A partir daí, o rapper aposta em uma estrutura de versatilidade e coerência. Traz um primeiro segmento falando os caminhos que o levaram até ali, como está sua situação no momento e olhares acerca do que está por vir. Traz nas faixas Lágrimas de Odé, Fogo, Apócrifo e Gu$tavo$ beats fortes e raiz, reivindicando seu merecido lugar no cenário atual após as dificuldades, mas sem esquecer que ainda é um negro periférico, pois os versos Hoje Outback, ontem esfirra no Habib’s/ Mas as armas ainda mira em nóis, não importa o calibre lembram disso. O flow com que conduz as letras sempre vem de forma enérgica e raivosa.

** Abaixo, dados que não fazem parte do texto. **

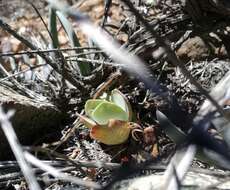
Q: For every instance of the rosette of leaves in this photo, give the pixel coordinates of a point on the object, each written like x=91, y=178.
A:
x=109, y=119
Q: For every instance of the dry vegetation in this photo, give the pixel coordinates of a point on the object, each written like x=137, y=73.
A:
x=172, y=67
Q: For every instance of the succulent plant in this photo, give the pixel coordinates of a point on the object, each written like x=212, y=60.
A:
x=109, y=119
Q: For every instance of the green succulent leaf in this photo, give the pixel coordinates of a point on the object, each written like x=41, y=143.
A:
x=91, y=105
x=106, y=111
x=89, y=123
x=120, y=100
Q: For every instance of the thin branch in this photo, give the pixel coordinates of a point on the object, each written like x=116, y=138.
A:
x=171, y=55
x=17, y=149
x=54, y=64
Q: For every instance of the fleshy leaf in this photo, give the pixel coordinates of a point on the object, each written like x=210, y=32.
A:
x=90, y=105
x=119, y=99
x=106, y=111
x=87, y=121
x=116, y=132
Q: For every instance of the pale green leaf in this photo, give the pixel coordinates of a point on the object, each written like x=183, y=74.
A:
x=108, y=110
x=119, y=99
x=91, y=104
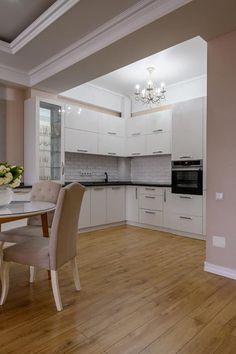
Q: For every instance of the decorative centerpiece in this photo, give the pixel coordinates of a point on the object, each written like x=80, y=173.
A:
x=10, y=177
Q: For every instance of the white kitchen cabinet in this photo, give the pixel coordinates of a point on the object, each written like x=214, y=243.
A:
x=159, y=122
x=115, y=204
x=136, y=146
x=132, y=207
x=111, y=125
x=81, y=118
x=81, y=141
x=136, y=126
x=187, y=130
x=98, y=206
x=85, y=211
x=111, y=145
x=159, y=143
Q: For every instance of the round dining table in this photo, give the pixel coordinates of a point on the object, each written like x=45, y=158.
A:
x=18, y=210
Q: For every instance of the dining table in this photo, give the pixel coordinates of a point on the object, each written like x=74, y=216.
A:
x=18, y=210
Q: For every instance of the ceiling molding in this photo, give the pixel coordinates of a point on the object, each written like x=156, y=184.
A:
x=55, y=11
x=13, y=75
x=137, y=16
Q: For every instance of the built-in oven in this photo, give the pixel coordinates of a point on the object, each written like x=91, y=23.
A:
x=187, y=177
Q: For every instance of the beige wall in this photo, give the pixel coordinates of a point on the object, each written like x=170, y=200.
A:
x=221, y=149
x=14, y=120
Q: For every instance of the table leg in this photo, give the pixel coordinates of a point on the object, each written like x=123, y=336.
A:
x=44, y=220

Em sua quinta faixa, surge um interlúdio, com a dramatização de uma conversa entre o rapper e uma psicóloga, narrando um diálogo marcante de sua infância e puxando o gancho para se falar de amor romântico. As próximas três canções seguem uma lógica narrativa de uma paixão que vai surgindo, uma paixão que pega fogo e uma paixão que deixa saudade. Em sequência, Psicodelic vai falar de espiritualidade, ídolos, narrativas periféricas, história e ancestralidade.

Rap de Cinema

A versatilidade temática e sonora arquitetou o álbum e a equipe que deu uma força na produção, contando com nomes como WillsBife, Deryck Cabrera, DJ Nyack, Skeeter, OGBeatzz, Canela, Melvin Santhana e GROU. "Organizei esse time e tinha uma ideia para onde queria ir. Eu sou uma pessoa que consome disco, não sou muito de faixas aleatórias, sempre indo da primeira à última. Gosto que as faixas se conectem, o álbum soe como um filme e a trilha sonora de um filme. Para mim, essa conexão tem que ser contínua, para que as pessoas não sintam as mudanças. É pensar em música como cinema”, elabora BC1.

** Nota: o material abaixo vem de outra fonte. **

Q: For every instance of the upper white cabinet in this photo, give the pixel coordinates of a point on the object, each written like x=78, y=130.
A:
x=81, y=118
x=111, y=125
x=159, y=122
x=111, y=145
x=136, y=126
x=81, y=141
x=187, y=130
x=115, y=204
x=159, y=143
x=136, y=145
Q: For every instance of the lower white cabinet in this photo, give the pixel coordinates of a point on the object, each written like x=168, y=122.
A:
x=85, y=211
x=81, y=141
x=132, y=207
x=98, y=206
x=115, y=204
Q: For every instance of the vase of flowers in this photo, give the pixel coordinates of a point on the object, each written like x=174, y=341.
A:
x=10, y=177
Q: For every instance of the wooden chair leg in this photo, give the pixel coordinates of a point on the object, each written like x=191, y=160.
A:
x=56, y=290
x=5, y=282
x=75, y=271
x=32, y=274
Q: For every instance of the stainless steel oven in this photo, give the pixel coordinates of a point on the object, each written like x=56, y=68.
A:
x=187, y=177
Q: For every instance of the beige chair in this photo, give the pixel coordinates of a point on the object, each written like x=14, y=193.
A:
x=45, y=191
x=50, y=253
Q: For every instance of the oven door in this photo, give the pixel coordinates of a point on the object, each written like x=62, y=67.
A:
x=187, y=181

Dentro desse escopo, que consegue passar por sonoridades do samba e outras mais acústicas, Psicodelic também abre espaços para outras vozes compartilharem o trabalho. O mineiro Djonga, um dos nomes mais fortes da cena atual, entra em Gu$tavo$, faixa inspirada pelas proximidades entre os rappers: ambos se chamam Gustavo, têm a mesma idade, são geminianos, nascidos com um dia de diferença e moradores de periferia que ascenderam no rap. Já o pernambucano Diomedes Chinaski canta em Ogum, com versos sobre espiritualidade e sobrevivência.

BC1 também se preocupa em dar espaço para nomes mais novos que lutam para se consolidar na música. Zudzilla, Késia Estácio, Boy Killa, Akil Mabili e Obigo são as apostas do paulista no álbum. "O critério para as parcerias foram as relações de amizades e admiração, mas também essa oportunidade para revelar novos rostos. Você crescer e trazer esses parceiros é a forma em que aprendi a fazer hip-hop e é a forma certa de fazer hip-hop", diz.

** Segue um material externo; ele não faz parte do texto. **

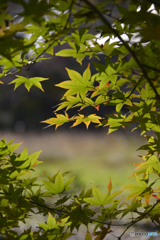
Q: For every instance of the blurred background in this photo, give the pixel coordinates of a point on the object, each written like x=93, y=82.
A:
x=92, y=155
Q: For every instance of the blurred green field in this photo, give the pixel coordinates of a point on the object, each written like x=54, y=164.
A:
x=93, y=157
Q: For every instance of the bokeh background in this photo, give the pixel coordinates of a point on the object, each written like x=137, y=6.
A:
x=92, y=155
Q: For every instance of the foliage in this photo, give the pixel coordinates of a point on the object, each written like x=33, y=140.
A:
x=132, y=83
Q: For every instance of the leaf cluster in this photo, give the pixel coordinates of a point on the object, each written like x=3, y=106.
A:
x=131, y=83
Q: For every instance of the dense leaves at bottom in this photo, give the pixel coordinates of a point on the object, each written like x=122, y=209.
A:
x=127, y=79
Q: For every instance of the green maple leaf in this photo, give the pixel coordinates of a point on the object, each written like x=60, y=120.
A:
x=28, y=82
x=77, y=84
x=86, y=119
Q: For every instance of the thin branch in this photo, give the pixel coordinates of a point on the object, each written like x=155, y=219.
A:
x=115, y=32
x=139, y=219
x=152, y=68
x=154, y=2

Psicodelic é o disco mais denso e maduro de Coruja e já é digno de ser classificado como um dos melhores do ano, levando seu nome ao patamar dos mais importantes da chamada nova geração, geração essa que ele vê como impulsionadora da continuidade da cultura hip-hop brasileira.

"Essa galera como BK, Djonga, Diomedes, entre outro irmãos, traz algo que parecia ter morrido, mas teve a chama reacesa. Voltamos com uma competitividade sadia e o empoderamento para com nosso povo. O desafio é entender que gente que vem da periferia, de realidade sofrida, tem que estar três vezes mais disposto e ter paciência, pois um trabalho sólido leva tempo, já que a superficialidade e a desconexão com a realidade desses tempos traz uma dificuldade em se comunicar com a massa", conclui.